“La sproporzione e l’utilizzo eccessivo dei provvedimenti cautelari; l’erosione delle garanzie difensive poste a presidio del diritto penale liberale e del giusto processo; e l’assenza (soprattutto in Calabria) di politiche sociali e culturali come forme alternative di lotta alla mafia e di recupero degli individui detenuti al termine del percorso carcerario”. Sono questi i tre temi principali al centro dell’audizione in Commissione Antimafia da parte del presidente della Camera Penale di Catanzaro, Valerio Murgano, e del vicepresidente Dario Gareri. Un “dibattito proficuo” quello a Vibo Valentia, in cui si ha avuto modo di evidenziare “le problematiche della Giustizia dal punto di vista dell’avvocatura”. Tre aspetti che rappresentano fattori di rischio per la buona riuscita della lotta alle mafie e uno squilibrio all’interno del sistema penale.
“La presa di coscienza da parte della politica delle problematiche evidenziate – ha detto il presidente Murgano – può condurre ad un innalzamento del livello qualitativo della risposta dello Stato; una risposta idonea a creare sicurezza e condivisione nella popolazione”.
“La presa di coscienza da parte della politica delle problematiche evidenziate – ha detto il presidente Murgano – può condurre ad un innalzamento del livello qualitativo della risposta dello Stato; una risposta idonea a creare sicurezza e condivisione nella popolazione”.
La sproporzione e l’utilizzo eccessivo dei provvedimenti giurisdizionali cautelari
Lo stato della giurisdizione in Calabria registra un trend tutto negativo. Da anni, infatti, la Corte d’Appello di Catanzaro e, a seguire, quella di Reggio Calabria, detengono il record di risarcimenti effettuati per riparazione derivante da ingiusta detenzione. Il nodo della questione, secondo Murgano, “è l’abuso e l’utilizzo massiccio delle misure cautelari, troppo spesso dispensate per finalità repressive non di singoli comportamenti antigiuridici, ma come strumento di lotta di un fenomeno sociale”. “Misure cautelari – continua – gravemente afflittive della libertà personale ed economica di individui, i quali subiscono contestualmente l’onta derivante da una campagna di disinformazione giudiziaria che, in spregio alla presunzione di non colpevolezza, sovrappone la figura dell’indagato a quella del condannato; una gogna mediatica che nessuna sentenza di assoluzione potrà mai neutralizzare.

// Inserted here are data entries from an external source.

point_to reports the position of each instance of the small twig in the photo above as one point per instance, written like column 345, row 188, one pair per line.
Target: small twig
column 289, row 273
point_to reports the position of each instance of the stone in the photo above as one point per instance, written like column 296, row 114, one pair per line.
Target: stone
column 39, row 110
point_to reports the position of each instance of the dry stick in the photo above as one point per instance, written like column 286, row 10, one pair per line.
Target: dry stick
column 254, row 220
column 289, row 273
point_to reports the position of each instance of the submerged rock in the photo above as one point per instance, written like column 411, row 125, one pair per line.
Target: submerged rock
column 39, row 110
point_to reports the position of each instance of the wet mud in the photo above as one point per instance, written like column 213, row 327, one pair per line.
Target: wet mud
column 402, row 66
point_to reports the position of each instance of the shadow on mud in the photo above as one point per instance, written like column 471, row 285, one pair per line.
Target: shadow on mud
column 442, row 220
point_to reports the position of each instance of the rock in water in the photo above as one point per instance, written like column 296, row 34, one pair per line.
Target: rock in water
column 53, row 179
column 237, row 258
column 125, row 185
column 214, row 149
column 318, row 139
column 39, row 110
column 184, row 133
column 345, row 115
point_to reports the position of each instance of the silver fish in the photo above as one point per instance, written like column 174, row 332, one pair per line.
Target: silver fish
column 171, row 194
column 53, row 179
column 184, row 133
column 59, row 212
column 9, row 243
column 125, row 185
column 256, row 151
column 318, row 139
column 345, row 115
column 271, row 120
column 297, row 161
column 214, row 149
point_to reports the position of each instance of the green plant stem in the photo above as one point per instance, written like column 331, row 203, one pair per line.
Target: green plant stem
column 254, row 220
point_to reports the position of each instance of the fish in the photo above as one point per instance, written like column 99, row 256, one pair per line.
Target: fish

Quando tutto questo accade, lo Stato perde due volte; massacra il cittadino e fomenta logiche e culture antistatali”.
L’erosione delle garanzie difensive poste a presidio del diritto penale liberale e del giusto processo
“Nella piena convinzione dell’irrinunciabile funzione di garanzia che l’avvocatura svolge all’interno della giurisdizione – spiega il presidente della Camera Penale di Catanzaro – è evidente come la stessa non possa piegarsi alla continua, inarrestabile, pericolosa erosione dei principi e delle regole poste a presidio del giusto processo”.
“Serve un confronto serio e costruttivo sullo stato della giurisdizione – continua – perché la lotta alla mafia sia condotta senza ‘scorciatoie’ o attraverso un ‘garantismo a intermittenza’, nel rispetto dello statuto di garanzie imposto dalla nostra Carta Fondamentale”.
L’assenza di politiche sociali e culturali come forme alternative alla lotta alla mafia
“È importante ribadire che le operazioni antimafia, da sole, non sconfiggono la mafia – spiega ancora Murgano – ma bisogna creare le condizioni affinché i giovani non si avvicinino alla criminalità e, soprattutto, affinché possano avere un’alternativa di vita lecita. Politica e amministrazione dello Stato devono creare quelle condizioni, partendo dalle famiglie e dalle scuole (rafforzando la formazione e l’educazione al senso civico e alla legalità), soprattutto nei territori in cui storicamente le mafie hanno per troppo tempo scandito l’evolversi della vita sociale ed economica”.
Secondo la Camera Penale di Catanzaro “bisogna avere il coraggio di ‘scommettere’ su forme alternative di espiazione della pena, attingendo all’esperienza feconda della giustizia riparativa, in prossimità della fase terminale di espiazione della pena detentiva quando il periodo di osservazione in carcere ha dato esito positivo e consente di elaborare una prognosi favorevole di reinserimento nel tessuto sociale del condannato”.